In April I quit my merchandise coordinating job. It wasn't what I wanted in life and I knew it. I wasn't happy doing what I was doing and it was beginning to show in my personal life. My job and the unhappiness that it brought to me completely took over. I didn't want to read books, write stories, paint pictures, take pictures, bake, or even be happy. Almost any adult that you talk to will steer you away from just going to work one day and putting in your two week notice because you're unhappy. They may be right, but I refuse to let something that I can control take over my creativity and passions. I don't know exactly what I want out of life or what direction I want to go in terms of a career. The thought of that overwhelms me a great amount. But I do know one thing, I'm not spending any more time than I have to doing something that I don't enjoy and feel appreciated doing. My previous job was great in the beginning. I worked there for a little over a year and a half. For the first year I loved what I did. I got along with everyone so well and enjoyed the job itself. But then the last six months weren't good. I became very unhappy and felt as if I was going to be stuck there forever.
So in March I took a trip to California with two of my friends from work. This was a really big deal for all of us. I've dreamed of California for as long as I can remember with hopes of living there someday. When the trip to go was booked, I couldn't believe that it was finally happening. It still doesn't feel like it's happened somedays! But it turned out to be everything I've dreamed of and more. I felt at home there. I felt like I finally fit in somewhere. So you can only imagine how I felt whenever I came back to Pennsylvania. I was very unhappy and it showed.

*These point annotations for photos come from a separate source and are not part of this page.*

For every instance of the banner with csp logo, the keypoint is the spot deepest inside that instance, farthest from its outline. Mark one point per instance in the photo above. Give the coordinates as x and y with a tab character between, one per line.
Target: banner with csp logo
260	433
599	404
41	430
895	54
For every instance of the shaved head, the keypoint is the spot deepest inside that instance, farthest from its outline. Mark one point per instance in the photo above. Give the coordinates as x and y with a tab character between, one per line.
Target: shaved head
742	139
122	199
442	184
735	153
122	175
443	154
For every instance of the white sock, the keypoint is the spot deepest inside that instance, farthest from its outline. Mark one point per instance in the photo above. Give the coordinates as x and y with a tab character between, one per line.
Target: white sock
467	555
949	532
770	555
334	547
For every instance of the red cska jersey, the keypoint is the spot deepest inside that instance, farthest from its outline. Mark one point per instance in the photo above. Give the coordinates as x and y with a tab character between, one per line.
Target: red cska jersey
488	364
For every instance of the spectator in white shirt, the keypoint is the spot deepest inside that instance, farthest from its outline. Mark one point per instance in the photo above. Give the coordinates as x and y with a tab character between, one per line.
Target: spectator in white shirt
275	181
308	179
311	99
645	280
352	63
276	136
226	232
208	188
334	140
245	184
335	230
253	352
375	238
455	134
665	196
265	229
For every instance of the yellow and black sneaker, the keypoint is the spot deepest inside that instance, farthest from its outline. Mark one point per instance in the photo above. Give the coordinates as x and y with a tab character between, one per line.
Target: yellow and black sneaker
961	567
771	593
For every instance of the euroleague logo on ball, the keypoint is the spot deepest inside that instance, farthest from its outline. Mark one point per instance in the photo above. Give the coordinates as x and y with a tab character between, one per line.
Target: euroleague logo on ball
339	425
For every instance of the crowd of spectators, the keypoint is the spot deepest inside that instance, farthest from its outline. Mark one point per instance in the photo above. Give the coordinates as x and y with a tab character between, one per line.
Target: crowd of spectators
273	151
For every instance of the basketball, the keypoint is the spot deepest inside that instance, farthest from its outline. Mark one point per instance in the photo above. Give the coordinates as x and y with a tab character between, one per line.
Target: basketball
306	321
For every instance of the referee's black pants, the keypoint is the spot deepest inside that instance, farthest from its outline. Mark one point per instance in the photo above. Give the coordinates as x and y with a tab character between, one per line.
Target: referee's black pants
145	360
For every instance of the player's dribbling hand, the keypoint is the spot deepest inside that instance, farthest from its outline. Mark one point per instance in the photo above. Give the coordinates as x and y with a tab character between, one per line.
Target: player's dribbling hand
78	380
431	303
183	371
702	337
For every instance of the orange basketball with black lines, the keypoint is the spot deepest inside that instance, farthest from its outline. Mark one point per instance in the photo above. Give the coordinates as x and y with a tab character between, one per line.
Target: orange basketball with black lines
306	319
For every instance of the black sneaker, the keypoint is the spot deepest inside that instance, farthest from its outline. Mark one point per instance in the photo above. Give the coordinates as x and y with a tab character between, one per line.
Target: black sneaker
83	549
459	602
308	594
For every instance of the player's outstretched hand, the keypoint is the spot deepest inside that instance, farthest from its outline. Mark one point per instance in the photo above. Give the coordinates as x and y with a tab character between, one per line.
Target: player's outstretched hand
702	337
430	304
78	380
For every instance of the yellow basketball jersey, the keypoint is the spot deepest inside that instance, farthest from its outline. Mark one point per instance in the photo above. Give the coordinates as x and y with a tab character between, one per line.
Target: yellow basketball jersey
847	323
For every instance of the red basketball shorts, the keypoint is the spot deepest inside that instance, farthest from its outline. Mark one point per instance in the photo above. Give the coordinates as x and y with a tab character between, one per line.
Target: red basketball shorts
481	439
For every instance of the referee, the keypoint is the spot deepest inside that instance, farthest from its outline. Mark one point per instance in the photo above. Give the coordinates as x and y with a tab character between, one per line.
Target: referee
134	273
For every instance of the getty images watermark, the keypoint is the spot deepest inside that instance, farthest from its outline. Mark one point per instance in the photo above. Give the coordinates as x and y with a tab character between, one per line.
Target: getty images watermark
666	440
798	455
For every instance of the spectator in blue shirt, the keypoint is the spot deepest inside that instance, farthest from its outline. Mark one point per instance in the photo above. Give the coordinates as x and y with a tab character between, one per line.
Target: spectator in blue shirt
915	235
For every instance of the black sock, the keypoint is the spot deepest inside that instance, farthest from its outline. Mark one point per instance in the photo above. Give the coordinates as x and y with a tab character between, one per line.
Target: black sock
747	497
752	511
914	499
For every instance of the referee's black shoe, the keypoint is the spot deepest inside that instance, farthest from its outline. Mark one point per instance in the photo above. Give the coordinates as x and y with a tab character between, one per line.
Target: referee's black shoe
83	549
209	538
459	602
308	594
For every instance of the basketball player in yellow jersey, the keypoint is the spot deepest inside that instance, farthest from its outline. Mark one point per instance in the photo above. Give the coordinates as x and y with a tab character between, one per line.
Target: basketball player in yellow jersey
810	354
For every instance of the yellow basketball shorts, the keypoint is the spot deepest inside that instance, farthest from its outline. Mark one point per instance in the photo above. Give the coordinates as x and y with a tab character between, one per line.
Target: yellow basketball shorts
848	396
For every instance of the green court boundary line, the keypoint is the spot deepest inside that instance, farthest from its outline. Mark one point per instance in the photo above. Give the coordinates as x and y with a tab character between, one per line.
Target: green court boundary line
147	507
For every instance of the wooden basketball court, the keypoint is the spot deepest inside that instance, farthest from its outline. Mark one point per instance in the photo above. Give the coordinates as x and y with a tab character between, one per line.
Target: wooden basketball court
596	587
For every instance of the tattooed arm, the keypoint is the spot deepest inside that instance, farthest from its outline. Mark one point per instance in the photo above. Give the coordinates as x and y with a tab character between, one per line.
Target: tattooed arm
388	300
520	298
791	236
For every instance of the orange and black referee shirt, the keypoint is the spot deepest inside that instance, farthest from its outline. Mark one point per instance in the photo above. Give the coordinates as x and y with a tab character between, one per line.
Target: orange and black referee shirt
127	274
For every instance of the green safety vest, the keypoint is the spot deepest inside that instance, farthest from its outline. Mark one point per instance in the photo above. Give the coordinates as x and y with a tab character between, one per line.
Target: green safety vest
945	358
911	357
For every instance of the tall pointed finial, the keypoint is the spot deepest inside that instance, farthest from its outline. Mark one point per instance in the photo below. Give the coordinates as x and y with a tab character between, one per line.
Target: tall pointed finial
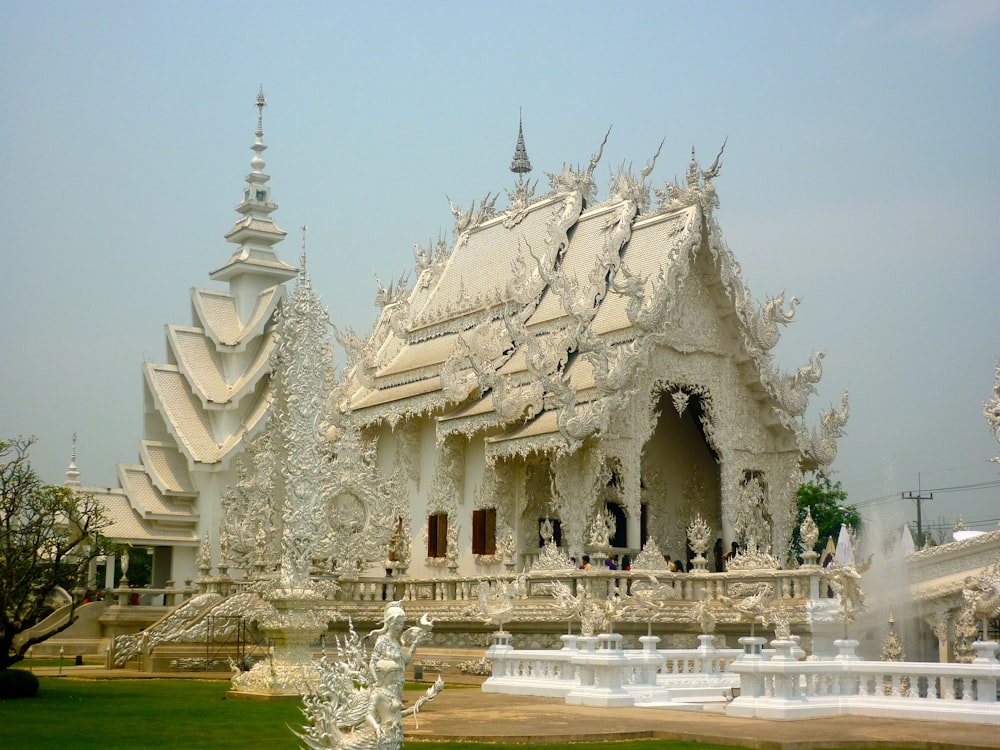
72	475
520	165
302	259
261	103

I couldn't find happiness in anything and believe me, I tried. So about four weeks after I arrived home from California, I put in my notice.
Ever since I quit, I haven't had as much money. So I've had to cut back on a lot of things. The habit of stopping at the coffee shop everyday has ended and I don't remember the last time I went shopping which is a big deal. I used to be shopping weekly. But I wouldn't change it. I'm okay with how things are now because I really am happier. I'm able to work on myself and try to figure out what route I want to take. For now though I can bake, paint, take pictures, and just be creative. That's something that matters a great amount to me. Without my fitness and creativity, I've learned that I am very unhappy. It's something that I need and enjoy, so I'm not going to eliminate it from my life.
Is there something in your life that is the source of your unhappiness? If so, there is a solution to the problem. You just have to set out and find it. Take chances. Don't be afraid of the unknown. Believe in yourself.
“If opportunity doesn’t knock, build a door.” Milton Berle
Do you have an idea of how to fix the things in your life that you're unhappy with? If so, I'd love to know!